Updated at 13:52,22-04-2024

Belarusian MP: There is growing support for Belarus within OSCE Parliamentary Assembly

BelaPAN

A growing number of members of the OSCE Parliamentary Assembly support the Belarusian delegation, Viktar Huminski, deputy chairman of the House of Representatives, told reporters in Minsk on Tuesday.

Mr. Huminski and other members of Belarus’ lower parliamentary chamber attended the 22nd annual session of the OSCE Parliamentary Assembly that was held in Istanbul, Turkey, from June 29 to July 3. On July 2, the Assembly adopted a resolution in which it called on the Belarusian government to release and exonerate all political prisoners immediately and unconditionally.

Although this was the Assembly’s third "anti-Belarusian" resolution, its provisions are no different from the provisions of the previous resolutions, Mr. Huminski said. Swedish MP Christian Holm failed to give a coherent explanation for his decision to propose the resolution, he said.

During a discussion, Mr. Holm and two other members of the Assembly spoke in favor of the resolution, while a representative of Belarus and a representative of Russia criticized it, Mr. Huminski said.

Representatives of no more than seven countries voted against the Assembly’s resolutions on Belarus in the past, but now the situation has changed, he said. Members of the Assembly representing Armenia, Azerbaijan, Belarus, the Czech Republic, France, Greece, Kazakhstan, Russia, Serbia, Slovakia, and Ukraine voted against the resolution, and representatives of Canada, Italy, the Czech Republic and France abstained, he said.
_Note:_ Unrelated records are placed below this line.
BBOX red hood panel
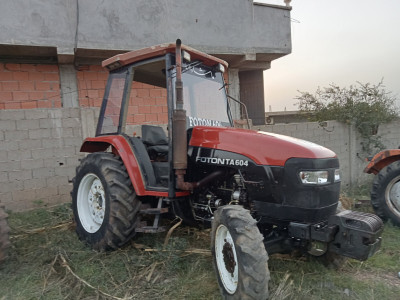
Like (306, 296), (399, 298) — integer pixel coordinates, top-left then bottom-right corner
(189, 126), (336, 166)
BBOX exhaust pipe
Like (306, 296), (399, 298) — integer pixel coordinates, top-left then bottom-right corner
(172, 39), (189, 191)
(172, 39), (224, 191)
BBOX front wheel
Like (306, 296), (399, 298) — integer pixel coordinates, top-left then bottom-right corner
(72, 153), (141, 250)
(371, 161), (400, 226)
(211, 205), (270, 300)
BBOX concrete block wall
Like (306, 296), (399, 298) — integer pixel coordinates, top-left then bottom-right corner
(0, 108), (98, 211)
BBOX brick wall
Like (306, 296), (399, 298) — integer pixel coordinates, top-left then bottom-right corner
(0, 63), (168, 125)
(0, 63), (61, 109)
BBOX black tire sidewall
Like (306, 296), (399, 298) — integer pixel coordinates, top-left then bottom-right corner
(371, 161), (400, 226)
(72, 154), (111, 245)
(211, 205), (269, 300)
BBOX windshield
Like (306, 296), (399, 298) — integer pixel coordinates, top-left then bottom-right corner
(177, 65), (231, 128)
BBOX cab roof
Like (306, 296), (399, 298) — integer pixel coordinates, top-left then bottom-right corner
(102, 43), (228, 70)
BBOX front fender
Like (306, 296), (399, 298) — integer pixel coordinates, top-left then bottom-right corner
(80, 135), (148, 196)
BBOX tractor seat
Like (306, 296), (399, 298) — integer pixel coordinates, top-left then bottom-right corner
(142, 125), (168, 161)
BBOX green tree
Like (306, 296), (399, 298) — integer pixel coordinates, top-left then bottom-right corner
(296, 81), (398, 154)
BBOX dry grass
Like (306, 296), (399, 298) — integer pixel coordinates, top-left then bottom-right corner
(0, 205), (400, 300)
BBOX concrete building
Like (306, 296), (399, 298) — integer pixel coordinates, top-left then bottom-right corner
(0, 0), (291, 210)
(0, 0), (291, 124)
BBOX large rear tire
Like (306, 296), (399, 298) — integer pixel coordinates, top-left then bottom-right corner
(371, 161), (400, 226)
(0, 207), (10, 264)
(71, 153), (141, 250)
(211, 205), (270, 300)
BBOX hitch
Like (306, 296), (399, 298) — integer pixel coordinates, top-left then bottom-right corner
(328, 210), (383, 260)
(288, 210), (383, 260)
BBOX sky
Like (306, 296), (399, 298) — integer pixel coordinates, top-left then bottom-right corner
(256, 0), (400, 111)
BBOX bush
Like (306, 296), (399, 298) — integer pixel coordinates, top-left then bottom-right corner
(296, 81), (398, 154)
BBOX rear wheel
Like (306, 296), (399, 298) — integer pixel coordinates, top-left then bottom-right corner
(72, 153), (141, 250)
(371, 161), (400, 226)
(0, 207), (10, 263)
(211, 205), (270, 300)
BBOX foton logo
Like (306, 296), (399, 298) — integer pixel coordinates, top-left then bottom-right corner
(189, 117), (222, 127)
(196, 156), (249, 167)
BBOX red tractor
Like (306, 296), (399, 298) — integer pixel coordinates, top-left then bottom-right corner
(72, 40), (383, 299)
(364, 149), (400, 226)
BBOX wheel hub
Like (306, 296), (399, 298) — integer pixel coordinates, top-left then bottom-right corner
(77, 173), (106, 233)
(385, 176), (400, 216)
(222, 239), (236, 277)
(215, 224), (239, 295)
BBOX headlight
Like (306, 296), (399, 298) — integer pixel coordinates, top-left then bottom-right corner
(299, 171), (328, 185)
(335, 169), (340, 182)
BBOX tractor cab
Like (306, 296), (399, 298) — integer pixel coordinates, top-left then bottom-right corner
(82, 44), (233, 197)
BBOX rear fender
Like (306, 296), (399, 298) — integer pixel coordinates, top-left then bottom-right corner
(80, 135), (148, 196)
(364, 149), (400, 175)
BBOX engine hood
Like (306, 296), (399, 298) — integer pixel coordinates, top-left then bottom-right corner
(189, 126), (336, 166)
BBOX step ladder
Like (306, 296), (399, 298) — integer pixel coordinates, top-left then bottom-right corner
(135, 197), (168, 233)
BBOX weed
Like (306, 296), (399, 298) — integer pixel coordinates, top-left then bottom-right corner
(0, 205), (400, 300)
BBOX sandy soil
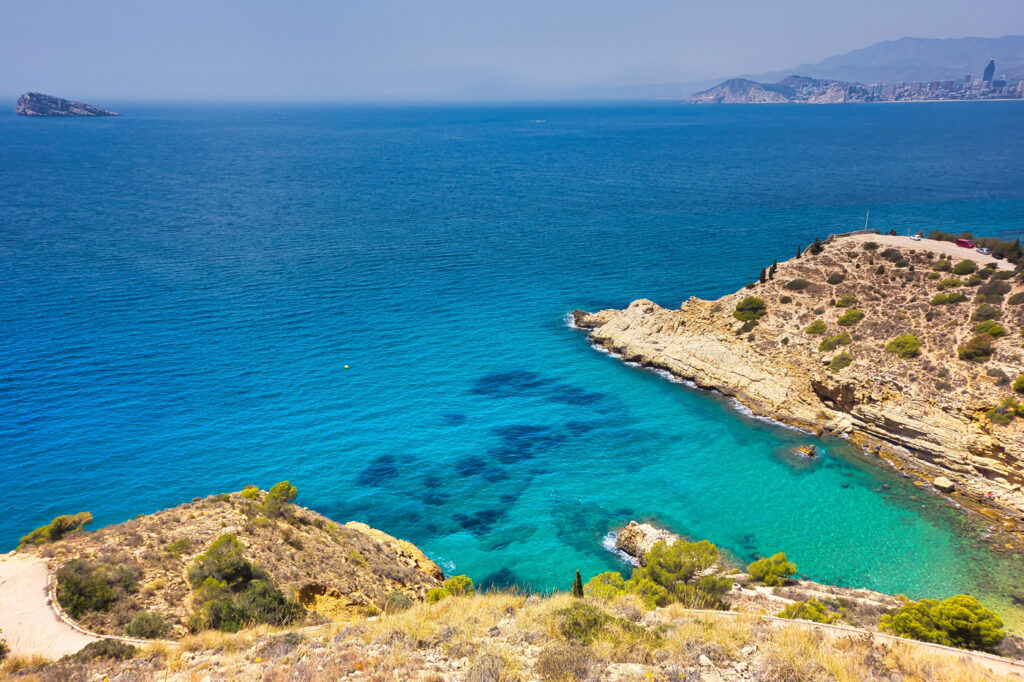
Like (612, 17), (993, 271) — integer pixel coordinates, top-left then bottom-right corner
(0, 553), (98, 658)
(841, 235), (1014, 270)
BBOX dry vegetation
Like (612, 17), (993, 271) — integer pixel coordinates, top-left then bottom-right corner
(8, 594), (1015, 682)
(23, 488), (441, 637)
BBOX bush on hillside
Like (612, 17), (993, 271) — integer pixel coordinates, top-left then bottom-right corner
(776, 599), (839, 623)
(804, 319), (828, 334)
(125, 611), (168, 639)
(836, 308), (864, 327)
(836, 294), (857, 308)
(886, 334), (921, 357)
(746, 552), (797, 587)
(971, 303), (1002, 322)
(974, 319), (1007, 339)
(880, 594), (1006, 651)
(732, 296), (767, 322)
(828, 352), (853, 374)
(930, 291), (967, 305)
(956, 334), (995, 363)
(17, 512), (92, 549)
(953, 258), (978, 274)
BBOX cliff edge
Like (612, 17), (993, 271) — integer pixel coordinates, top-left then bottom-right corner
(573, 235), (1024, 529)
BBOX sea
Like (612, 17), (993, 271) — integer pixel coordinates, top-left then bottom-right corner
(0, 102), (1024, 623)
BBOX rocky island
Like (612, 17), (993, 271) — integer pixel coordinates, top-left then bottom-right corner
(573, 235), (1024, 531)
(14, 92), (118, 116)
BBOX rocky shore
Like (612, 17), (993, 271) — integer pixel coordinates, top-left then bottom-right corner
(572, 235), (1024, 538)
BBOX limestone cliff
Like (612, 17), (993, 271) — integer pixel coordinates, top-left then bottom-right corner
(574, 236), (1024, 520)
(14, 92), (118, 116)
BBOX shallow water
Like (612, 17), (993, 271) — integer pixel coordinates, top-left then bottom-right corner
(0, 102), (1024, 619)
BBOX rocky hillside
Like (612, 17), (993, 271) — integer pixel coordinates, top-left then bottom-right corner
(574, 236), (1024, 520)
(14, 92), (118, 116)
(19, 482), (443, 638)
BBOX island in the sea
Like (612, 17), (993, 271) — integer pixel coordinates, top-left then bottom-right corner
(14, 92), (118, 116)
(573, 233), (1024, 531)
(687, 60), (1024, 104)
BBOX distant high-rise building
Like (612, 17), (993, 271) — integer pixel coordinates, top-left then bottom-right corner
(981, 59), (995, 83)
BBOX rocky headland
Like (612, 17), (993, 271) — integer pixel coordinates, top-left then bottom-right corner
(573, 235), (1024, 531)
(14, 92), (118, 116)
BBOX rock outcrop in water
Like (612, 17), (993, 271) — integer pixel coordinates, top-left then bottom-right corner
(573, 236), (1024, 528)
(14, 92), (118, 116)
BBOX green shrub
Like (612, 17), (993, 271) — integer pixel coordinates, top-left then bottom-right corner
(381, 591), (413, 613)
(56, 559), (115, 619)
(886, 334), (921, 357)
(167, 538), (191, 556)
(828, 353), (853, 374)
(836, 308), (864, 327)
(17, 512), (92, 549)
(804, 319), (828, 334)
(880, 594), (1005, 651)
(953, 259), (978, 274)
(263, 480), (299, 516)
(732, 296), (767, 322)
(427, 576), (475, 602)
(956, 334), (995, 363)
(626, 540), (732, 609)
(125, 611), (168, 639)
(985, 398), (1024, 426)
(69, 639), (138, 663)
(974, 319), (1007, 339)
(583, 570), (626, 599)
(746, 552), (797, 587)
(931, 291), (967, 305)
(818, 332), (853, 353)
(971, 303), (1002, 322)
(836, 294), (857, 308)
(776, 599), (838, 623)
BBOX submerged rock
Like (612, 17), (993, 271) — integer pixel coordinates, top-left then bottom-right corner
(793, 445), (818, 460)
(14, 92), (118, 116)
(615, 521), (679, 565)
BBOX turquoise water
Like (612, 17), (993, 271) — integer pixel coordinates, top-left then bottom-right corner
(0, 102), (1024, 608)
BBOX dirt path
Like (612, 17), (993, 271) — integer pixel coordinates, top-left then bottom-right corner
(836, 235), (1014, 270)
(0, 554), (99, 658)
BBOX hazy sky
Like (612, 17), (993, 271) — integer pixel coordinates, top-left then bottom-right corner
(0, 0), (1024, 99)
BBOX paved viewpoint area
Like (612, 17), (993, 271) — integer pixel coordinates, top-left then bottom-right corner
(0, 554), (97, 658)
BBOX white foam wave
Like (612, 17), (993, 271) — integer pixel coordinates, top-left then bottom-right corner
(601, 531), (640, 566)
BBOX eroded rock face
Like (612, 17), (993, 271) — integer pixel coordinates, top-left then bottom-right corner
(14, 92), (118, 116)
(615, 521), (679, 565)
(573, 232), (1024, 520)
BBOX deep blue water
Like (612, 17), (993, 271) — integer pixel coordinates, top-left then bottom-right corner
(0, 102), (1024, 614)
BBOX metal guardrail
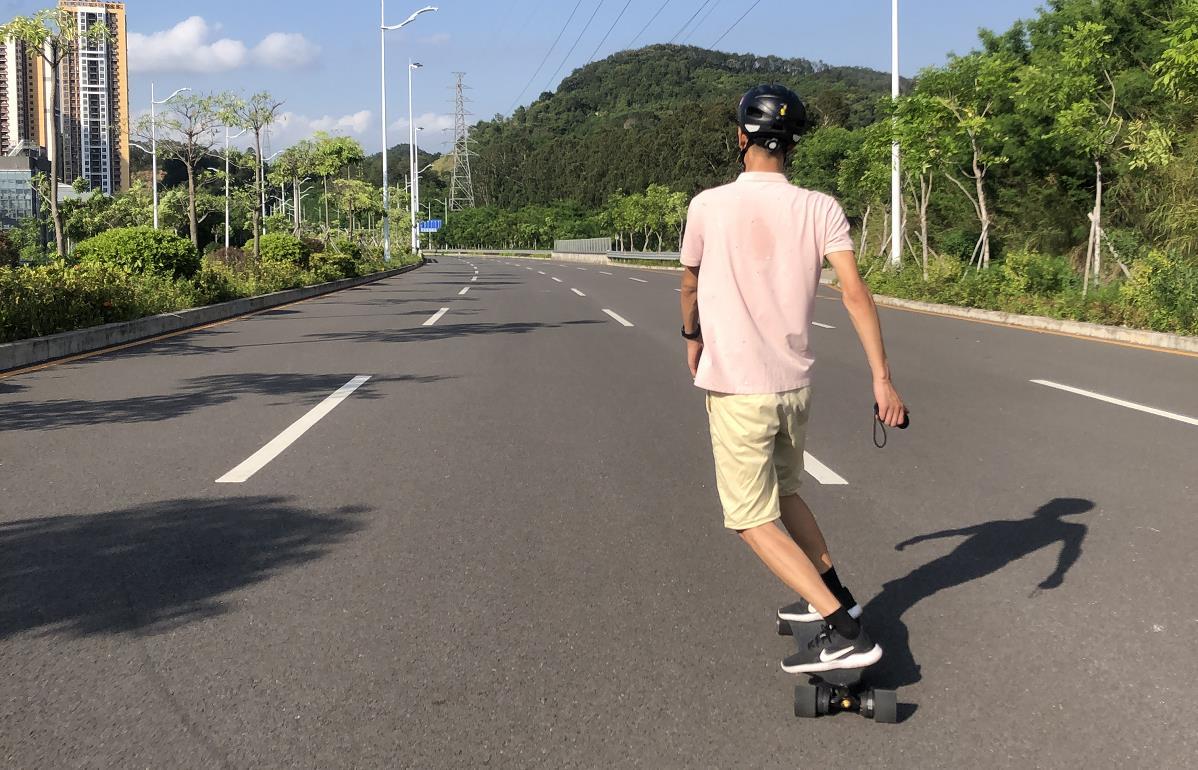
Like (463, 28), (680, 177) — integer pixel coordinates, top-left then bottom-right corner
(607, 251), (682, 262)
(424, 249), (552, 256)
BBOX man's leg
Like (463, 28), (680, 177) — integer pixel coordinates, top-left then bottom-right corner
(779, 495), (831, 574)
(740, 522), (840, 618)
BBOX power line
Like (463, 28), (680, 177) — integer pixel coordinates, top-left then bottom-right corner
(710, 0), (761, 48)
(587, 0), (633, 63)
(508, 0), (582, 113)
(628, 0), (670, 48)
(545, 0), (607, 91)
(682, 0), (722, 43)
(670, 0), (712, 43)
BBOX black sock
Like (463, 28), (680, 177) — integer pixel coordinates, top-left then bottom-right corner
(824, 605), (861, 641)
(819, 566), (857, 607)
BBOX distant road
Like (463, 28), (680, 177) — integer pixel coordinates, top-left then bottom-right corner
(0, 257), (1198, 768)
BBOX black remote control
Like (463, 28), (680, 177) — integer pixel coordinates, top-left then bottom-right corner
(873, 401), (910, 430)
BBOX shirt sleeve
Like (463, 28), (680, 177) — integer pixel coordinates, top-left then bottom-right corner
(679, 196), (703, 267)
(823, 199), (853, 256)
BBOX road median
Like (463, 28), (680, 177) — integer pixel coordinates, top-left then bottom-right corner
(0, 263), (420, 372)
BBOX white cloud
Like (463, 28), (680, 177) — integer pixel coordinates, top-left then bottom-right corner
(129, 16), (249, 72)
(254, 32), (320, 69)
(129, 16), (320, 73)
(387, 113), (454, 138)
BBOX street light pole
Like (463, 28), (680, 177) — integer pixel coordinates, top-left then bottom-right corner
(225, 126), (249, 253)
(150, 81), (190, 230)
(407, 59), (424, 254)
(412, 126), (431, 251)
(890, 0), (902, 268)
(379, 0), (437, 262)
Mr. Huminski expressed puzzlement that members of the Kyrgyz and Georgian delegations had voted in favor of the resolution.

"People understand the situation full well," he said. "No negative comments were made in private conversations. It’s wrong to criticize against the background of what is going on in other states of the OSCE region. Our country has not done anything bad to anyone."

Mr. Huminski said that in general "we’re on the right track." "Of course, we also have problems, but no one will goad, boss and control us," he said. "We have our own mentality, our national interests and we will be them. Our stance was supported on the sidelines."

In the resolution, the Assembly called on the Belarusian government to "release and exonerate all political prisoners in Belarus, including those given suspended sentences and those whose freedom of movement has been limited, immediately and unconditionally, and to guarantee the full restoration of their civil and political rights."

The Assembly condemns the fact that political prisoners are denied regular access to their lawyers and relatives and subjected to degrading treatment amounting to torture, the resolution said.

The resolution urged the authorities "to suspend the harassment and persecution of civil society, such as representatives of youth organizations and movements, trade unions, independent media and human rights defenders."

The nature of human rights violations in Belarus remains structural and endemic, underscored by the centralization of the legislative and executive powers in the office of the president, whose decrees are a key legislative mechanism in the country, undermining the role of the parliament, the resolution said.